Alleluia, how the people cheer
And palm leaves rustle as the king draws near.
~ John Beavis
Entering Holy Week is an experience which is different for each person. I can remember being at a Taizé service during Lent some 8 or 9 years ago and asking a visiting monk if he enjoyed the service. His response was that he could not enjoy anything during Lent, which at the time I thought was really peculiar – surely the salvation that comes from Easter is something to rejoice? I now understand much better where he is coming from, having spent time meditating on the different meanings to be found in the events leading up the resurrection. But if there is one day which really is about rejoicing, then that day must be today!

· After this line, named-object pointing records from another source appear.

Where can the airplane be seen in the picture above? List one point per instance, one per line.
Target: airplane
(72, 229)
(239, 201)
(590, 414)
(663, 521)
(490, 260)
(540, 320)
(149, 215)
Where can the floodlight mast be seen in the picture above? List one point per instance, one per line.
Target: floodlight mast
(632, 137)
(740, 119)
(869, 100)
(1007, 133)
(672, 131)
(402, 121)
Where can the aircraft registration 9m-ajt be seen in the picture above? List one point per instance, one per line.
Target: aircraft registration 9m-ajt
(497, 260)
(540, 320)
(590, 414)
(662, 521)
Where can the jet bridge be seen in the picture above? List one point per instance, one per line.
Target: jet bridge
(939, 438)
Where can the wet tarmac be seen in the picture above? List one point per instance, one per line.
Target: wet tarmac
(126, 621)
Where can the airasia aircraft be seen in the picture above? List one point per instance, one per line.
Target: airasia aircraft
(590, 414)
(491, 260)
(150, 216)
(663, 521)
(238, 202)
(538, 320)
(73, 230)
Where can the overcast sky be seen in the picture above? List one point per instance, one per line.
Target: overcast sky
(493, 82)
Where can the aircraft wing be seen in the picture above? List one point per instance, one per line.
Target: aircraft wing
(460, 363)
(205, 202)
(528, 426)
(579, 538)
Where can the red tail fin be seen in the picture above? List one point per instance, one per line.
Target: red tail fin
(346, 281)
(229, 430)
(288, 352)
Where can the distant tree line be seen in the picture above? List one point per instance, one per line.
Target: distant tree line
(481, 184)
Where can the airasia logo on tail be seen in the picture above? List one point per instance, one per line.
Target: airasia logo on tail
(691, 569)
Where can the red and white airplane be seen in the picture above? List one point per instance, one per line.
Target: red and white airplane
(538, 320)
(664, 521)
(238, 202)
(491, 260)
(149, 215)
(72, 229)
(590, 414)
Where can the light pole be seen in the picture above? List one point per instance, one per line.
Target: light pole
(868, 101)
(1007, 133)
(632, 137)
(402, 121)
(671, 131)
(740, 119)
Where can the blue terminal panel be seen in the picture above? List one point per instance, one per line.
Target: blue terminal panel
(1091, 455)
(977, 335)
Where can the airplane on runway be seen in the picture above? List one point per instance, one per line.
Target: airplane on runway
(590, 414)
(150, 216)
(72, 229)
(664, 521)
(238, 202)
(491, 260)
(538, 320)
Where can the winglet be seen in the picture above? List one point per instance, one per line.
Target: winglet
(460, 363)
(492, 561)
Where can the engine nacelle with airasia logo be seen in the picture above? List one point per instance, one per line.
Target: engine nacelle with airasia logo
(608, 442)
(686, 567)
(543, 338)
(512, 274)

Picture this: a man arrives in a city riding a donkey. He is surrounded by his closest friends and followers, and there are crowds packing the streets to welcome him. He has achieved celebrity status and everyone is keen to get a look at him – those wanting healing, those to worship, those who want a revolution and those who are just curious. They lay both their cloaks and palm leaves on the ground to welcome the King just as they are commanded:
And you shall take to you on the first day the fruits of the fairest tree, and branches of palm trees, and boughs of thick trees, and willows of the brook: And you shall rejoice before the Lord your God. – Leviticus 23:40
There are different traditions surrounding the marking of Palm Sunday as with all Christian festivals and holy days. One, from the Orthodox Church, focuses on welcoming Christ into our lives on Palm Sunday, reminding its followers of the nearness of God. I really like this idea! Bringing the meaning of Palm Sunday into our own lives is simple in many ways:
When Christ entered into Jerusalem the people spread garments in the way: when He enters into our hearts, we pull off our own righteousness, and not only lay it under Christ’s feet but even trample upon it ourselves. – Augustus Toplady
Throughout the year we have opportunities to reflect on aspects of the Gospel, giving us the chance to try again and again to commit ourselves to God. Perhaps Palm Sunday is a chance for us to welcome Christ again; perhaps it is a chance to reaffirm our faith; perhaps it is a calling to think about the strength of our commitment to God; perhaps it is a time to celebrate before the pain of the crucifixion. However we use it, may it be a day of blessing for all!